[I18n-sig] How does Python Unicode treat surrogates?

Martin v. Loewis martin@loewis.home.cs.tu-berlin.de
Tue, 26 Jun 2001 01:15:58 +0200


> With the release of the Plane 2 ideographic extensions in Unicode 3.1
> there are two options available: include surrogate support via UTF-16,
> which means dealing with multibyte (really multi"word") characters, or
> switching to UTF-32, allowing characters outside Plane 0 to be
> accessed uniformly.
> 
> Note that this is a real issue: the Hong Kong Supplementary Character
> Set includes characters contained in Plane 2 when mapped to Unicode
> 3.1.

The most likely solution, of course, for the time to come, is: Ignore
characters outside the BMP. IMO, Tim Peter's view is right: If the
internal representation uses surrogates, indexing should ignore this,
and count a surrogate pair as one character.

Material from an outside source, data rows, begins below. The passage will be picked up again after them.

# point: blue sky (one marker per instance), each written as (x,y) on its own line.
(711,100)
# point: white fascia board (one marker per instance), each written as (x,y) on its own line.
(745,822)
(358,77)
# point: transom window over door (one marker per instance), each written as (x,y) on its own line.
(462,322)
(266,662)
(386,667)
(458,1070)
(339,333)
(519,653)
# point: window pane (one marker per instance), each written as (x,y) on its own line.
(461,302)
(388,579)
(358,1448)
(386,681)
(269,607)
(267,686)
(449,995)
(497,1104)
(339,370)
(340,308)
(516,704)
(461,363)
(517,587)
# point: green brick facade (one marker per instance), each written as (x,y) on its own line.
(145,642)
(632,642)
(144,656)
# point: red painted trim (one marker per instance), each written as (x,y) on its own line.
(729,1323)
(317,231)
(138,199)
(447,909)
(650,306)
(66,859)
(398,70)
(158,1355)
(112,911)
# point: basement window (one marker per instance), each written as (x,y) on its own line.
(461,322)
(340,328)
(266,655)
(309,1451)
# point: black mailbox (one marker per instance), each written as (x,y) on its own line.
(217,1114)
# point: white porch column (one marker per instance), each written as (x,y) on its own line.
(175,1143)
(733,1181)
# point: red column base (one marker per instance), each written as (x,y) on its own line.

This is not going to
happen unless somebody comes up with an efficient implementation.

The obvious alternative solution is to use a 32-bit Py_UNICODE, which,
given Guido's comment, is also not going to happen.

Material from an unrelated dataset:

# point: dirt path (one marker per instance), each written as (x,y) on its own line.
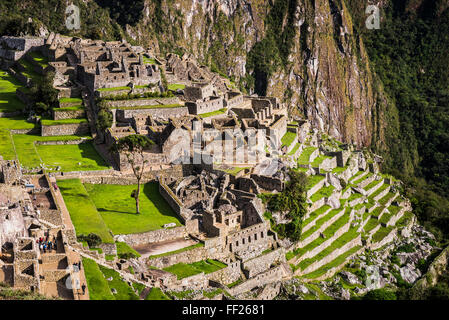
(150,249)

So nothing will happen until enough Chinese users complain. I don't
know whether you count as Chinese for these purposes :-)

Regards,
Martin

P.S. The real issue IMO is display: If there are fonts supporting
these characters, people will want to write programs that make use of
the fonts. Until nobody can actually display such text, nobody will
request that indexing works reasonable.

P.P.S. Of course, if we wait until users actually use surrogates, it
is too late to change the indexing - that would likely break people's
code.